Tous les ans, l’éleveur vend une dizaine de génisses qui ne correspondent pas à ses attentes. « Je me base d’abord sur l’Isu (1), qui indique le potentiel génétique global de la génisse. Si la valeur se situe autour de 110, un niveau un peu juste pour moi, soit j’utilise un taureau ordinaire, soit je vends l’animal en fonction du niveau génétique de l’ensemble des génisses », explique l’éleveur.

Le génotypage permet également d’éviter les erreurs lors de la vente des génisses. « Avant, nous vendions des animaux sans connaître leur valeur génétique, mais seulement sur la base d’observations. On a sans doute laissé partir de très bonnes femelles sans le savoir, admet Alexandre, le fils d’Hervé, qui s’installera avec son père, l’an prochain. Aujourd’hui, ce genre d’erreurs est évité. On se rend compte qu’il y a parfois un « décalage » entre le phénotype de l’animal et sa valeur génétique réelle. On peut être déçus comme agréablement surpris ! »

Santé de la mamelle

Avec une production laitière sous AOP destinée à la fabrication du morbier, l’exigence est de mise sur la qualité du lait. « Il nous faut un comptage cellulaire le plus bas possible et, bien sûr, limiter la présence de salmonelles et de staphylocoques, rapporte Hervé. Le morbier est fabriqué à partir de lait cru. Une analyse est réalisée à chaque collecte à la ferme. »

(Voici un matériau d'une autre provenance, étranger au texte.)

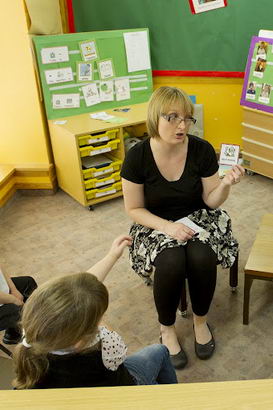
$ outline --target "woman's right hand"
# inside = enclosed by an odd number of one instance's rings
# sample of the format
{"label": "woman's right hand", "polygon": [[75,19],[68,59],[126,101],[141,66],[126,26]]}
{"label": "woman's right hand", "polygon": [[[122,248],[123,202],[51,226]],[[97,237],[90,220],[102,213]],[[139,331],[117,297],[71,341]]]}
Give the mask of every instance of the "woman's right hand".
{"label": "woman's right hand", "polygon": [[164,233],[174,239],[177,239],[178,241],[188,241],[195,235],[196,232],[181,222],[167,222]]}

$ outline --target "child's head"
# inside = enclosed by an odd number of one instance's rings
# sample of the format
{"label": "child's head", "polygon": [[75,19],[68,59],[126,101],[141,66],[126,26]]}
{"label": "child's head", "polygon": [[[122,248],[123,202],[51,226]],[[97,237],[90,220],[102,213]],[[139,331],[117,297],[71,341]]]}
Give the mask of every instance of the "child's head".
{"label": "child's head", "polygon": [[16,348],[15,387],[32,387],[41,378],[49,352],[90,342],[107,307],[108,291],[90,273],[61,277],[38,287],[23,308],[21,324],[31,347],[20,344]]}

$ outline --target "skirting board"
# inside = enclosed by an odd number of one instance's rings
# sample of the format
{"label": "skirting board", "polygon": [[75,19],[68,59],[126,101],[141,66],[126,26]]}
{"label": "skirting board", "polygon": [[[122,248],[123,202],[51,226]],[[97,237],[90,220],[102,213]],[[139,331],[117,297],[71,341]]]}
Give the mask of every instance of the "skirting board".
{"label": "skirting board", "polygon": [[17,189],[47,189],[56,192],[57,178],[54,165],[0,165],[0,208]]}

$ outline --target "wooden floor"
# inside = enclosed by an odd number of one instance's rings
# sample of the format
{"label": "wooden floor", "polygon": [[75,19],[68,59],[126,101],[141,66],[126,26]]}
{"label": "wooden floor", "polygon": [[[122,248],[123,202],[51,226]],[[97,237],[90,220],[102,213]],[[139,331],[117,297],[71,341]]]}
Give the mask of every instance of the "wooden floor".
{"label": "wooden floor", "polygon": [[[273,180],[246,176],[233,187],[223,206],[233,221],[240,242],[239,288],[231,294],[228,270],[218,269],[218,283],[209,322],[216,352],[209,361],[194,354],[192,315],[177,317],[180,339],[189,356],[188,366],[177,372],[180,382],[261,379],[273,377],[273,283],[255,281],[251,290],[250,324],[243,319],[243,268],[260,219],[273,213]],[[1,264],[12,275],[33,275],[38,284],[48,278],[87,270],[105,254],[111,240],[128,231],[122,198],[90,212],[62,191],[53,196],[19,193],[0,210]],[[129,345],[129,352],[158,342],[157,315],[150,287],[131,270],[125,253],[106,284],[110,291],[107,322]],[[0,359],[1,362],[8,359]],[[2,365],[0,363],[1,369]],[[1,371],[0,388],[10,374]]]}

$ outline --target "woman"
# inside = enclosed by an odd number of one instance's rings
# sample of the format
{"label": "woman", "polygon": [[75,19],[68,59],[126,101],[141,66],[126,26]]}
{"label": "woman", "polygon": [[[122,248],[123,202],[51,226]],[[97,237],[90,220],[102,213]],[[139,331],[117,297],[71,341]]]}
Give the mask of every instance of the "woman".
{"label": "woman", "polygon": [[[235,165],[222,179],[213,147],[188,135],[195,122],[193,104],[185,92],[160,87],[149,102],[149,138],[131,148],[122,168],[125,209],[134,221],[130,261],[143,277],[154,273],[154,299],[160,340],[176,368],[187,364],[179,344],[175,318],[187,276],[193,310],[195,351],[200,359],[212,356],[215,342],[207,313],[216,284],[216,265],[233,264],[238,251],[227,213],[218,207],[244,169]],[[188,217],[200,233],[184,223]]]}

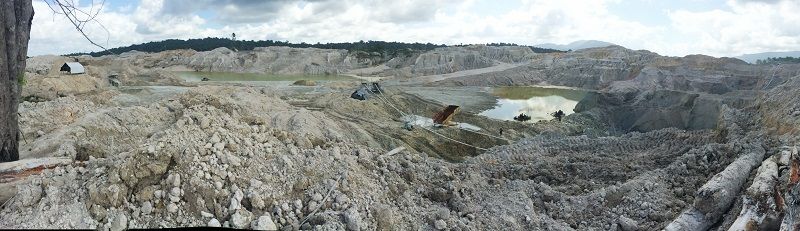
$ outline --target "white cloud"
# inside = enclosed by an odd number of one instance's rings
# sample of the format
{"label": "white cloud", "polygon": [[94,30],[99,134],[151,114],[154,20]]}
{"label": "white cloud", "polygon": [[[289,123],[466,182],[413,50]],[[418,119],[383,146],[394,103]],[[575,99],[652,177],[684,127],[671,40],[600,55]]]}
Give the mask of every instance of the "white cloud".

Pour choisir ses reproducteurs, l’éleveur redouble d’attention sur les index de santé de la mamelle. « Nous évitons les taureaux à index négatifs en cellules. C’est un vrai levier de prévention pour la qualité du lait. Suite au génotypage, si une génisse présente un index cellule inférieur à -1, elle ne restera pas dans l’élevage. Je sais qu’elle me posera des problèmes de leucocytes, une fois en lactation. » Si la sélection génétique est un travail de fond exigeant, « elle ne fait pas tout, insiste Hervé. Il faut être rigoureux au quotidien, soigner le logement, observer les animaux et veiller à l’équilibre de la ration, sans quoi le potentiel génétique ne pourra pas s’exprimer. »

(1) Index de synthèse unique.

Une pratique qui se développe en races laitières
2013 2014 2015 2016
Montbéliarde 12 936 16 791 22 420 35 523
Normande 4 290 5 579 8 140 6 948
Prim’holstein-pie rouge 17 436 27 607 39 584 43 666

Evolution du nombre de femelles génotypées à la demande d’éleveurs, par race et par année (source : Allice).